A lunch hosted by the English Department gave us the chance to renew acquaintance with its members and listen to anecdotes about the antics of various Burns Fellows: Ian Cross, the very first Fellow, and his habit of nailing plans of his novels to the wall, Witi Ihimaera and his love of opera, Sam Hunt and his dog, Baxter and his love of conversation – with or without interlocutors. Then, in the afternoon, some of us were asked to help with student workshops, the one in drama, the other in poetry. I, along with Cilla McQueen and Ian Wedde, was detailed to take part in John Dolan’s poetry workshop.
Perhaps because Michael King is the incumbent, the theme of the gathering – insofar as there was a theme – was biography. Michael delivered a lecture in honour of the Burns Fellowship entitled “Biography and Compassionate Truth”, in the peculiar position – as he observed – of having the subject of his next biography, Janet Frame, sitting in front of him. He belongs to the school that is solicitous of its subjects – and of their relatives and descendants – agreeing with David Marr (biographer of Patrick White) that the biographer may look into the bedroom but not into the bed.
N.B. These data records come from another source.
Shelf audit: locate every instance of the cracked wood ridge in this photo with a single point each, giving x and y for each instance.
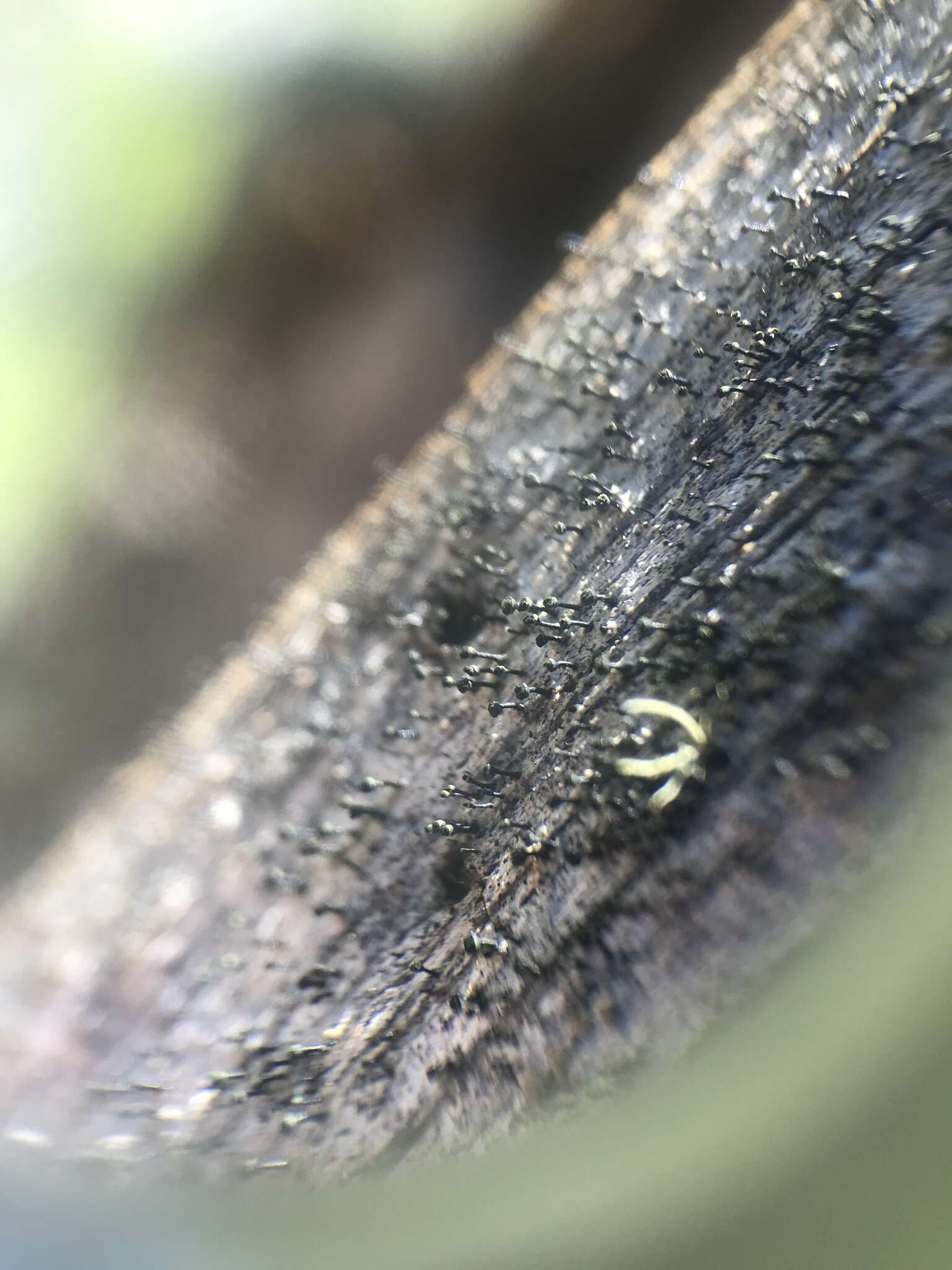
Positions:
(710, 468)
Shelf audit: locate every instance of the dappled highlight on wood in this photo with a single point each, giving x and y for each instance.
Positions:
(706, 478)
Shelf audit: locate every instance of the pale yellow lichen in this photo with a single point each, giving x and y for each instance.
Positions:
(678, 765)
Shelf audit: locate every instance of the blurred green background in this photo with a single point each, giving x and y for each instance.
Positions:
(244, 251)
(247, 251)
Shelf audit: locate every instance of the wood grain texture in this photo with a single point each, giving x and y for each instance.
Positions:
(735, 401)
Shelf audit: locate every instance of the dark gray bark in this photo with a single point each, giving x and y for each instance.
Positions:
(734, 404)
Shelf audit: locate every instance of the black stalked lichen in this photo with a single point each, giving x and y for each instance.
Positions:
(432, 866)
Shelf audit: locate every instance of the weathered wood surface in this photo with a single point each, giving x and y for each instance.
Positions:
(736, 399)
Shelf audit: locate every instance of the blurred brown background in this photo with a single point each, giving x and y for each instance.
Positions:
(380, 224)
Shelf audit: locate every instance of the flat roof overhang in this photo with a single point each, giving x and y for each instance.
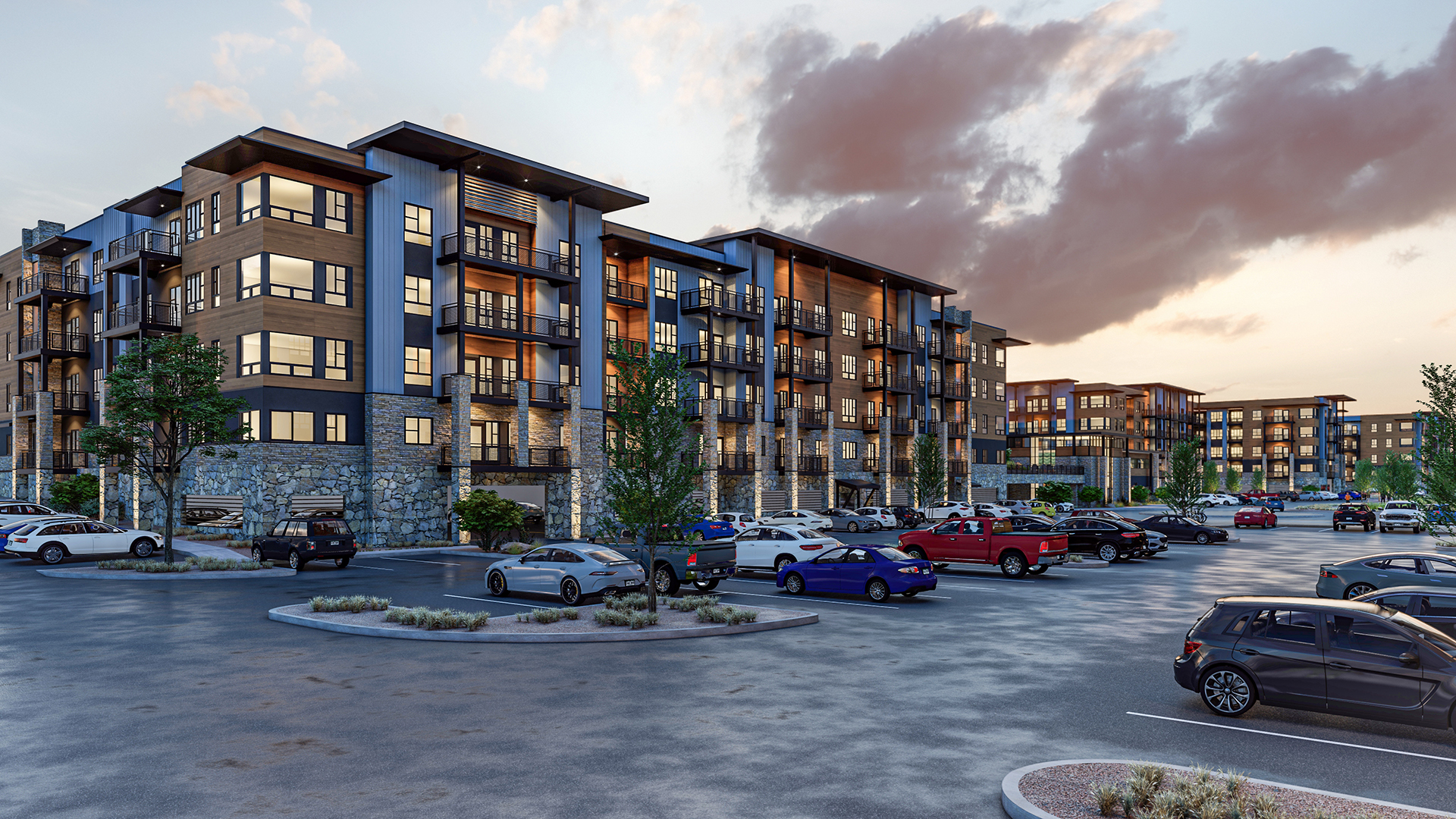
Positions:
(240, 153)
(839, 262)
(60, 246)
(153, 203)
(449, 153)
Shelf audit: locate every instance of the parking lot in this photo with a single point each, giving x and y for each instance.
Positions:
(181, 698)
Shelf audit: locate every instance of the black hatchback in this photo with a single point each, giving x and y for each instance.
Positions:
(1334, 656)
(302, 539)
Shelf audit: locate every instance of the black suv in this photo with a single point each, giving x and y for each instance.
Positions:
(1335, 656)
(302, 539)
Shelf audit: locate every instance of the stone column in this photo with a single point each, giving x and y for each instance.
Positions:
(711, 453)
(44, 445)
(459, 387)
(523, 423)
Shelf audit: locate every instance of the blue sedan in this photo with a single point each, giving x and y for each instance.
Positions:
(877, 572)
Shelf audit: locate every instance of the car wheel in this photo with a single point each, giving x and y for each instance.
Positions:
(666, 580)
(1014, 566)
(878, 591)
(1356, 589)
(570, 592)
(1226, 692)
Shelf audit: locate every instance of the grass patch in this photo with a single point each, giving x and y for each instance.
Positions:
(353, 604)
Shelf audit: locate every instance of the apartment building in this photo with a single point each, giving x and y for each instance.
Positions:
(414, 315)
(1296, 442)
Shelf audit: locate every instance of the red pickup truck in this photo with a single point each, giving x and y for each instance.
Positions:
(986, 541)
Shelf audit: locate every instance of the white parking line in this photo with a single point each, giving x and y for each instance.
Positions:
(1294, 736)
(503, 602)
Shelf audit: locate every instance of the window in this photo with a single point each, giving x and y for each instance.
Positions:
(664, 281)
(419, 224)
(417, 297)
(251, 354)
(419, 430)
(417, 366)
(196, 228)
(194, 292)
(290, 354)
(335, 359)
(291, 426)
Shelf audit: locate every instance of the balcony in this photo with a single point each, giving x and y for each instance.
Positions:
(799, 319)
(712, 354)
(513, 260)
(720, 302)
(625, 293)
(142, 318)
(890, 338)
(889, 381)
(801, 368)
(57, 286)
(507, 324)
(736, 463)
(55, 344)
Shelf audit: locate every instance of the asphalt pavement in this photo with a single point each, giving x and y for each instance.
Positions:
(123, 700)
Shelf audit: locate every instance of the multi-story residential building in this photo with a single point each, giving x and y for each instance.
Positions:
(1296, 442)
(414, 315)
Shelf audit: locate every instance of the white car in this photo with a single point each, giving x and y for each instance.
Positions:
(740, 521)
(770, 548)
(800, 518)
(946, 509)
(1401, 515)
(53, 541)
(886, 518)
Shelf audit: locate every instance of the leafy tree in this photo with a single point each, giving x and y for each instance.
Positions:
(162, 406)
(488, 516)
(1398, 477)
(929, 469)
(1183, 480)
(77, 494)
(1210, 477)
(648, 483)
(1056, 491)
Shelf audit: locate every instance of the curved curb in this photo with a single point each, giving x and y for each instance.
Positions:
(281, 615)
(1018, 806)
(131, 575)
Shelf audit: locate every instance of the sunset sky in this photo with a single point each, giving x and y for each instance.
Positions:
(1248, 199)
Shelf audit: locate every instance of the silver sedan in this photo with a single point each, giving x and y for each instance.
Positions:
(566, 572)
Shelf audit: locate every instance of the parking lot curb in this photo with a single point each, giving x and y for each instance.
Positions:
(1018, 806)
(133, 575)
(289, 614)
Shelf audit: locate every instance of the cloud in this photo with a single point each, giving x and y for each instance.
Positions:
(902, 158)
(193, 104)
(1215, 327)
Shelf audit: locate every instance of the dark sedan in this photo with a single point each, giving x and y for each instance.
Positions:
(1178, 528)
(1107, 539)
(1331, 656)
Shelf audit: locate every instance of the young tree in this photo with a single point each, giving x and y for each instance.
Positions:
(648, 482)
(929, 469)
(162, 406)
(488, 516)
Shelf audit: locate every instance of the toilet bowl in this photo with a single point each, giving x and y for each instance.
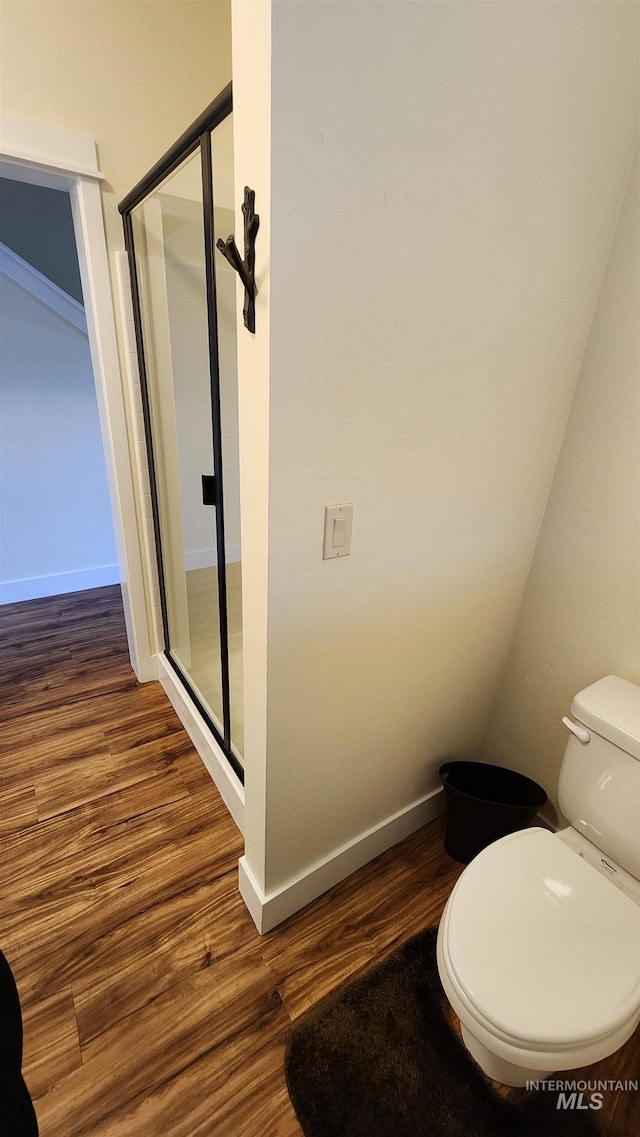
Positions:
(539, 943)
(542, 971)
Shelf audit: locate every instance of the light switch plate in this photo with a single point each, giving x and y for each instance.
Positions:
(338, 523)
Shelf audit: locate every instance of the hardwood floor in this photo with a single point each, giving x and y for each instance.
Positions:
(151, 1006)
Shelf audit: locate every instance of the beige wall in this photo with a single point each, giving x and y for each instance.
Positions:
(445, 183)
(580, 617)
(133, 74)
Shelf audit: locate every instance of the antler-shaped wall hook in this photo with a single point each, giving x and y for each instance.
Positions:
(244, 268)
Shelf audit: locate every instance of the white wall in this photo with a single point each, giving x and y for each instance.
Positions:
(56, 530)
(445, 183)
(580, 616)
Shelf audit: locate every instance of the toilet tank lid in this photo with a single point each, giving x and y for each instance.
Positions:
(611, 707)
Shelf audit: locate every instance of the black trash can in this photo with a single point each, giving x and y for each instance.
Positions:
(484, 803)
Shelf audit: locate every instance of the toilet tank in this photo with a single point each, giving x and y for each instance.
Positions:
(599, 782)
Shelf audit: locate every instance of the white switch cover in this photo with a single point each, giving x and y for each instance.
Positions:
(338, 522)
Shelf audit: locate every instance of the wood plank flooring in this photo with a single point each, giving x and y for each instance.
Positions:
(151, 1006)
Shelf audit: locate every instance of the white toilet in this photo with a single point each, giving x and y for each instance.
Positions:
(539, 944)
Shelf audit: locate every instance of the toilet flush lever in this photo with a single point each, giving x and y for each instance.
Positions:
(580, 732)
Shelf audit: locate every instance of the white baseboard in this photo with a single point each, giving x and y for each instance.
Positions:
(271, 909)
(231, 789)
(33, 588)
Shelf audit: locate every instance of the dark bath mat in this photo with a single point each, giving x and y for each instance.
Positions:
(377, 1059)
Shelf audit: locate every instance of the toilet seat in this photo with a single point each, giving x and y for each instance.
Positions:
(542, 952)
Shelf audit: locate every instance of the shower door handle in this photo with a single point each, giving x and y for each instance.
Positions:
(209, 489)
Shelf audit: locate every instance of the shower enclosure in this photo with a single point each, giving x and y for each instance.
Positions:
(184, 313)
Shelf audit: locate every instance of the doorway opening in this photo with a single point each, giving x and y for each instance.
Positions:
(57, 532)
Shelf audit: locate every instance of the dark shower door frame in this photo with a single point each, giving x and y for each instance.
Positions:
(197, 138)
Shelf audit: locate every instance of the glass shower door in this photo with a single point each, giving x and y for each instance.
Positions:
(184, 308)
(169, 245)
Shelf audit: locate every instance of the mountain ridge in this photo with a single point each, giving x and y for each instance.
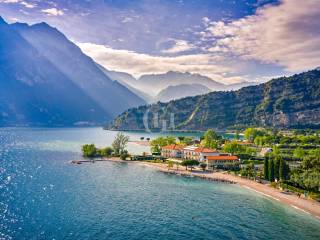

He did, however, tell one personal anecdote that makes him feel uncomfortable to this day – of how he and some friends, attending a students’ arts festival in Dunedin in the 1960s, had roused Charles Brasch from his bed at his home in Heriot Row, thinking that he might be pleased to see them and perhaps offer them hospitality from what they thought was his extensive cellar. They were mistaken, although he did apparently offer them a small – a very small – sherry before dismissing them politely.
Charles Brasch has more or less been unmasked as the benefactor behind the Burns Fellowship endowment, and is now himself being biographised by Sarah Quigley. One wonders what dark secrets she will unearth about that generous, scholarly, shy, and I suspect fastidious man, who did so much for New Zealand art and letters. Not too many, I hope, and even if she does, how important can they be in the context of his lasting achievements, amongst which must be counted Landfall (now into its 50th year), his poems, and of course the establishment of the Fellowship itself?
In his Landfall editorial of March 1959, Brasch wrote that the Fellowship “reminds us that part of a university’s proper business is to act as a nurse to the arts”, which might be achieved by marrying the “anarchic spirit of Burns” with “that best part of the Scottish inheritance – education”. The reunion supplied powerful evidence that the Fellowship has achieved just that – in discovering, nurturing, providing a temporary haven to many of New Zealand’s best writers.
Whatever has become of each Fellow in the years following their tenure, those of us who assembled in Dunedin on 22 May have much to thank Charles Brasch, as well as the University of Otago, for. It was a privilege to hold the Fellowship and a privilege to be present at the reunion.
But I have to add that because of the success of this, the 40th anniversary reunion, a 50th anniversary one has now become a necessity.
Bill Sewell is co-editor of New Zealand Books and was Burns Fellow in 1981 and 1982.